To calculate the probability that the cord does not meet the quality standard, we need to consider the proportion of cords produced by each machine and their respective failure rates.
Let's denote:
P(M1) = Proportion of cords produced by Machine 1 (oldest machine) = 20%
P(M2) = Proportion of cords produced by Machine 2 = 35%
P(M3) = Proportion of cords produced by Machine 3 (newest machine) = 100% - P(M1) - P(M2) = 45% (as it is stated that the rest of the cords are produced by Machine 3)
F(M1) = Failure rate of cords produced by Machine 1 = 1.2%
F(M2) = Failure rate of cords produced by Machine 2 = 0.8%
F(M3) = Failure rate of cords produced by Machine 3 = 0.5%
To calculate the probability that a randomly bought vacuum cleaner's cord does not meet the quality standard, we need to consider the weighted average of failure rates based on the proportion of cords produced by each machine.

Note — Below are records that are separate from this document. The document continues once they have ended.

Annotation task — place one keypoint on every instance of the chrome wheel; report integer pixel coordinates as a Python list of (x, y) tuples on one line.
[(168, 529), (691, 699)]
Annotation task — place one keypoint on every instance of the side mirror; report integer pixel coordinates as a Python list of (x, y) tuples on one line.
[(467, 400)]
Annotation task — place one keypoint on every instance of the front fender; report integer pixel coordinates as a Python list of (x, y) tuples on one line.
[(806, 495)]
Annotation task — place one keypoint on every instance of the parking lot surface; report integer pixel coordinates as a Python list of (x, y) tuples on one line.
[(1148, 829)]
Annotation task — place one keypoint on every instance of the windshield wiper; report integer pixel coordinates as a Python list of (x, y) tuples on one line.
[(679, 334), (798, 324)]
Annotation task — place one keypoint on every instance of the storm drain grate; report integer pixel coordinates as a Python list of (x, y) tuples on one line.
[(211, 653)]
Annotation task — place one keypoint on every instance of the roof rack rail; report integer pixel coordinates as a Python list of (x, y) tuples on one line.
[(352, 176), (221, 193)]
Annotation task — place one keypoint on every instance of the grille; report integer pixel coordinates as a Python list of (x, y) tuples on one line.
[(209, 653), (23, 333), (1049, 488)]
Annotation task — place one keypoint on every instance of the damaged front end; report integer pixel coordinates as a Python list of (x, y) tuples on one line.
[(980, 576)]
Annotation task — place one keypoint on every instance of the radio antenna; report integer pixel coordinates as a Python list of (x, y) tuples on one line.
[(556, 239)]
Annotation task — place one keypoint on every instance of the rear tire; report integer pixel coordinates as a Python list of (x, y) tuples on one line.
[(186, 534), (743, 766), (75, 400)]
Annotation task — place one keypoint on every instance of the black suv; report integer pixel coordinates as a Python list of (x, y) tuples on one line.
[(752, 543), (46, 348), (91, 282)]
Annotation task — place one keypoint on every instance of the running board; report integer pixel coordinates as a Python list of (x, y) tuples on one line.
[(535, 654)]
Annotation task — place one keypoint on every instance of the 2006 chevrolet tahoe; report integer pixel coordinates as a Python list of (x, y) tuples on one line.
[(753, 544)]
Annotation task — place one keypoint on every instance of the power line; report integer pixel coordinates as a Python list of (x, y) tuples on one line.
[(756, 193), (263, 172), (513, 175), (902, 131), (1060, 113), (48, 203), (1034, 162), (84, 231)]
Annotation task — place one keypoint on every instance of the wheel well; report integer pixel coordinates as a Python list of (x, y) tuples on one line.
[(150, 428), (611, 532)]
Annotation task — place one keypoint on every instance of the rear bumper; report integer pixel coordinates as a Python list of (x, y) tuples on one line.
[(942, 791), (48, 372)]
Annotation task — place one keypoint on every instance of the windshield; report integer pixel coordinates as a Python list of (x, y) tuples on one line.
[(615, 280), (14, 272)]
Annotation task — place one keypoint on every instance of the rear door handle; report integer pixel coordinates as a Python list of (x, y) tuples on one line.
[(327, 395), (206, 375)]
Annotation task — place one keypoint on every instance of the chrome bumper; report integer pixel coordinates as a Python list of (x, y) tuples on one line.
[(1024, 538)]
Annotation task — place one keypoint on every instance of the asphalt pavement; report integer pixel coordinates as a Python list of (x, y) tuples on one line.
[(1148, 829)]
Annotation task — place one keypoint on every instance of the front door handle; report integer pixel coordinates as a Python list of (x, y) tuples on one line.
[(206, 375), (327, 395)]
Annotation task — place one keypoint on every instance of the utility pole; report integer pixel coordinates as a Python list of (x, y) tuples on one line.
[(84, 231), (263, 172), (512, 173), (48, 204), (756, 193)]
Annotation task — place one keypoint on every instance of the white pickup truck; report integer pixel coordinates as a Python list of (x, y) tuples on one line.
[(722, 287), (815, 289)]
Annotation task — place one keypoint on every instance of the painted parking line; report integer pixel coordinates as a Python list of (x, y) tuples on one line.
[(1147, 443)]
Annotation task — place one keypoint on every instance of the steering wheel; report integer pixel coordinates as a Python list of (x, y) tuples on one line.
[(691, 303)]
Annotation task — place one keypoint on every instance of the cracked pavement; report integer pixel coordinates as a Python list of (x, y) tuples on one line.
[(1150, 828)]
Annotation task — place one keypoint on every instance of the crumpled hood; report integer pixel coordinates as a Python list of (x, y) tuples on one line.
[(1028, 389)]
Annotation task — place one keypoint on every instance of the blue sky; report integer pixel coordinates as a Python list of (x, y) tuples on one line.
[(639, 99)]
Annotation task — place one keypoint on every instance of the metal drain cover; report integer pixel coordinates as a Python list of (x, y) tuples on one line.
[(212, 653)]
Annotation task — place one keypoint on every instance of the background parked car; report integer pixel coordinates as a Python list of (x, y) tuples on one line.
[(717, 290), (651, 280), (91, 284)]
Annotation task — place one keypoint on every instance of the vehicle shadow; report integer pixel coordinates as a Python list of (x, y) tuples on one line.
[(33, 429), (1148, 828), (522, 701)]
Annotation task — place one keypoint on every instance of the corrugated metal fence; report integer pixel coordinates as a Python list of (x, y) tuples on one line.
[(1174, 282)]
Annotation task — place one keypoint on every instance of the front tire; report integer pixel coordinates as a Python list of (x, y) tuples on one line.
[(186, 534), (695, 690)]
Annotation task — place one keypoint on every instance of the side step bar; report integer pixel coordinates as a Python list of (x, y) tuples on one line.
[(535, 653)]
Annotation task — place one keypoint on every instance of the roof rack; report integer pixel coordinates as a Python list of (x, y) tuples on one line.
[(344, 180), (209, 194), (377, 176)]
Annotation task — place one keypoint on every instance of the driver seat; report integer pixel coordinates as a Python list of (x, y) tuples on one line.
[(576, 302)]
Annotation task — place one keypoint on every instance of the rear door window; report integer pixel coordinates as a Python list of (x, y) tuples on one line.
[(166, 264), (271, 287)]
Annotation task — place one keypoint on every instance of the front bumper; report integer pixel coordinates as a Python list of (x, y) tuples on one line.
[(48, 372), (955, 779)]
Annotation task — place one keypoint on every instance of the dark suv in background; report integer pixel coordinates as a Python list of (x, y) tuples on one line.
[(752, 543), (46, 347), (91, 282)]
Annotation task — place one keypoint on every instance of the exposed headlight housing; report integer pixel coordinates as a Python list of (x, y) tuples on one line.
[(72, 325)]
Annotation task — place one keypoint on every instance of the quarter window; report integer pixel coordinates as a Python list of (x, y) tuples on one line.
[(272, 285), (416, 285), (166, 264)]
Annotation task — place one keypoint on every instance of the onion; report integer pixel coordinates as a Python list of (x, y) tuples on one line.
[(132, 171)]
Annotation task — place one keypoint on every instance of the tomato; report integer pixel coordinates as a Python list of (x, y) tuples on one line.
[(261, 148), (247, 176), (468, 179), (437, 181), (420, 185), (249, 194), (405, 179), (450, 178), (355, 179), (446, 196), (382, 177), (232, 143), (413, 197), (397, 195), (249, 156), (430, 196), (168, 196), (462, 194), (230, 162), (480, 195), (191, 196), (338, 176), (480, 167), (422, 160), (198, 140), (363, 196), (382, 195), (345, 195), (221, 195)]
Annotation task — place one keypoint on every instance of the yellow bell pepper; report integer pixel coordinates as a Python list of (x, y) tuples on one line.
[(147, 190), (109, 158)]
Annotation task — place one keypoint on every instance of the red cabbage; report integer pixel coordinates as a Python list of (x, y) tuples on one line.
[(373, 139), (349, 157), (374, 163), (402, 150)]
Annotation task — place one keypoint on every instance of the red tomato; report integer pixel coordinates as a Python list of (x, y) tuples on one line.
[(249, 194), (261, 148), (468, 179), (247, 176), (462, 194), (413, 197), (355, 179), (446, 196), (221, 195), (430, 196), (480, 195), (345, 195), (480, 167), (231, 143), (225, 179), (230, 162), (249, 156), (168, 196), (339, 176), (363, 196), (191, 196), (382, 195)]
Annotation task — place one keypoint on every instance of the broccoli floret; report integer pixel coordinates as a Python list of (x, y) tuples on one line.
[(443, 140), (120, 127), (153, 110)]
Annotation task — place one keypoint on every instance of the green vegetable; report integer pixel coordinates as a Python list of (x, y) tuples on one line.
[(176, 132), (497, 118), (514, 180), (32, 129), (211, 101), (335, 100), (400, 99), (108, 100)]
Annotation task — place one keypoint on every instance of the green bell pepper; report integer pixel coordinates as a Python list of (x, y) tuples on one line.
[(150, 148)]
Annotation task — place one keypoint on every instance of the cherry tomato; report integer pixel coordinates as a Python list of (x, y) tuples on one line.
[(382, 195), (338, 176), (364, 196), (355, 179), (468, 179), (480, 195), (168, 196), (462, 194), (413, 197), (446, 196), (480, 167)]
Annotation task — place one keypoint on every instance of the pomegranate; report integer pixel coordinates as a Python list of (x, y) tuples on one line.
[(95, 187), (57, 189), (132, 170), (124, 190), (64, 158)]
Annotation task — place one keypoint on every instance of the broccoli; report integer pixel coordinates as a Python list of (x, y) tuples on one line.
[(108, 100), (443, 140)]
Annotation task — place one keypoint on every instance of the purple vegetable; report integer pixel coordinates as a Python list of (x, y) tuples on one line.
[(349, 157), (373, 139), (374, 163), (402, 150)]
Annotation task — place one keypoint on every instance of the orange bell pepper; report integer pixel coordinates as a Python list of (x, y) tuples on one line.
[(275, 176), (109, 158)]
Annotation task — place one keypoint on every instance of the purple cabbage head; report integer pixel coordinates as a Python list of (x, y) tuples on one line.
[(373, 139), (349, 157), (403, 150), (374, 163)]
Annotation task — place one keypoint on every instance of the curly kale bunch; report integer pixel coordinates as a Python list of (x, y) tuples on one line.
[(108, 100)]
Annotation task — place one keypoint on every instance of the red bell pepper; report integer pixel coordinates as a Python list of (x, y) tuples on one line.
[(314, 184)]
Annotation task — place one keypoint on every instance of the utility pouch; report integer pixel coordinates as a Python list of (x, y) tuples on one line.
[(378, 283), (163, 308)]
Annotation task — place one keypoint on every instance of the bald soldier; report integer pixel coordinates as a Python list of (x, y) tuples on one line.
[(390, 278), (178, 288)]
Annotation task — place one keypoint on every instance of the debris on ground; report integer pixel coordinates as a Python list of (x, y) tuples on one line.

P(cord does not meet the quality standard) = P(M1) * F(M1) + P(M2) * F(M2) + P(M3) * F(M3)
Substituting the values:
P(cord does not meet the quality standard) = (0.2 * 0.012) + (0.35 * 0.008) + (0.45 * 0.005)
Calculating:
P(cord does not meet the quality standard) = 0.0024 + 0.0028 + 0.00225
= 0.00745
Therefore, the probability that the cord does not meet the quality standard is 0.00745 (or 0.745%).